Zusatztipps für die Zubereitung
Using a large soup pot and a sharp chef's knife for dicing the vegetables ensures a smooth cooking process. For the best flavor, use fresh lemon juice and zest rather than bottled alternatives to maintain the soup's bright character.
Varianten und Anpassungen
You can easily substitute baby spinach or Swiss chard for the baby kale if preferred. For an even heartier meal, consider stirring in some cooked quinoa or brown rice before serving.
Serviervorschläge
Garnish each bowl with fresh herbs like parsley or cilantro and additional lemon wedges for extra acidity. This dish pairs exceptionally well with a glass of dry Riesling or Sauvignon Blanc.
Save This High Protein Lemon and Turmeric Chicken Soup is a wholesome, easy-to-make staple that brings warmth and health to your table. Enjoy the perfect balance of 250 calories and 36g of protein in every serving.
Recipe Help & Answers
- → Can I make this soup ahead of time?
Absolutely.
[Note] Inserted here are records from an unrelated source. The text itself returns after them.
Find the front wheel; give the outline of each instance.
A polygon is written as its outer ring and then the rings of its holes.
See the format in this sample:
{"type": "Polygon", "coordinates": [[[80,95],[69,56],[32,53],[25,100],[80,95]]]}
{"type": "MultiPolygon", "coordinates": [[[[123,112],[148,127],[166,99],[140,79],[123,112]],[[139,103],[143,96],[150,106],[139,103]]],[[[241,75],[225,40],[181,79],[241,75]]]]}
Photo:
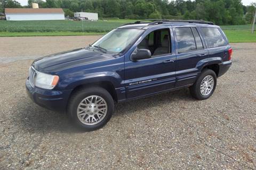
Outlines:
{"type": "Polygon", "coordinates": [[[71,97],[67,113],[78,126],[93,131],[104,126],[114,112],[110,94],[100,87],[78,90],[71,97]]]}
{"type": "Polygon", "coordinates": [[[204,69],[195,83],[189,88],[194,98],[198,100],[209,98],[214,91],[217,83],[215,72],[210,69],[204,69]]]}

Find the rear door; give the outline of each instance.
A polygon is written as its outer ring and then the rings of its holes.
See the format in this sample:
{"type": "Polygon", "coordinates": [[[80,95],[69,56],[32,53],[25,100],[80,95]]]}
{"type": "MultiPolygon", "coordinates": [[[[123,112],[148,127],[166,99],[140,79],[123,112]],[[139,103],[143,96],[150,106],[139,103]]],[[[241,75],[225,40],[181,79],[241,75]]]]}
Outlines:
{"type": "Polygon", "coordinates": [[[196,27],[173,26],[175,39],[175,87],[193,84],[200,73],[197,64],[208,57],[208,51],[196,27]]]}

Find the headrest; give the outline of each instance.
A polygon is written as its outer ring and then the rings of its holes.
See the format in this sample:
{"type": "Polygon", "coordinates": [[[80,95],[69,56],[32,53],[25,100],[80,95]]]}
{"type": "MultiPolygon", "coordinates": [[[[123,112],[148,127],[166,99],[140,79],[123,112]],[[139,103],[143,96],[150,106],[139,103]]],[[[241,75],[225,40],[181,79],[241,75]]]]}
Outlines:
{"type": "Polygon", "coordinates": [[[147,38],[145,38],[141,41],[140,43],[140,46],[148,46],[148,40],[147,38]]]}
{"type": "Polygon", "coordinates": [[[162,42],[162,46],[164,47],[169,47],[169,35],[166,35],[164,36],[164,39],[163,39],[163,42],[162,42]]]}

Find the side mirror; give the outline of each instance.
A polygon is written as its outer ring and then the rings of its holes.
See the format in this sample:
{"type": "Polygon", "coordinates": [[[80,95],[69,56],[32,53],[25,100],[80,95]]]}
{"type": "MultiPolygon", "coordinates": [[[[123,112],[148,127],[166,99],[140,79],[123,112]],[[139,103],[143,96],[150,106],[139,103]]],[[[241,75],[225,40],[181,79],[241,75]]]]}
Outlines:
{"type": "Polygon", "coordinates": [[[137,61],[141,59],[149,58],[151,57],[151,52],[147,49],[138,49],[132,53],[131,59],[132,61],[137,61]]]}

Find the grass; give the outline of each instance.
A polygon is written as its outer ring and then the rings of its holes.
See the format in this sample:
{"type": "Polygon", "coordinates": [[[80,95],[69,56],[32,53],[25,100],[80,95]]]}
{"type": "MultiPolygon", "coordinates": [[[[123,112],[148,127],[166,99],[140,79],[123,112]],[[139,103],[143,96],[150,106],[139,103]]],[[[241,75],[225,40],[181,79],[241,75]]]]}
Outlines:
{"type": "Polygon", "coordinates": [[[0,37],[68,36],[104,35],[107,32],[0,32],[0,37]]]}
{"type": "Polygon", "coordinates": [[[256,42],[256,31],[252,33],[250,31],[223,30],[229,42],[256,42]]]}
{"type": "MultiPolygon", "coordinates": [[[[81,36],[105,34],[134,20],[107,21],[0,21],[0,37],[81,36]],[[82,32],[84,24],[84,32],[82,32]]],[[[250,25],[221,26],[230,42],[256,42],[256,32],[251,33],[250,25]]]]}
This soup stores beautifully in the refrigerator for up to 4 days. The flavors actually develop and intensify overnight, making it an excellent meal prep option for busy weeks.
- → What greens work best in this soup?
Baby kale adds a robust texture that holds up well in hot broth. Baby spinach, Swiss chard, or chopped mature kale work wonderfully as substitutes depending on what you have available.
- → Can I use rotisserie chicken instead?
Yes, shredded rotisserie chicken works perfectly. Add it during the last 5 minutes of simmering just to heat through, since it's already cooked. This shortcut reduces total time to about 25 minutes.
- → Is this soup freezer-friendly?
This soup freezes well for up to 3 months. Consider freezing without the greens and adding fresh baby kale when reheating for the best texture and appearance.
- → How can I add more protein?
Stir in cooked quinoa, brown rice, or white beans during the last few minutes of cooking. A dollop of Greek yogurt or a poached egg on top also boosts protein beautifully.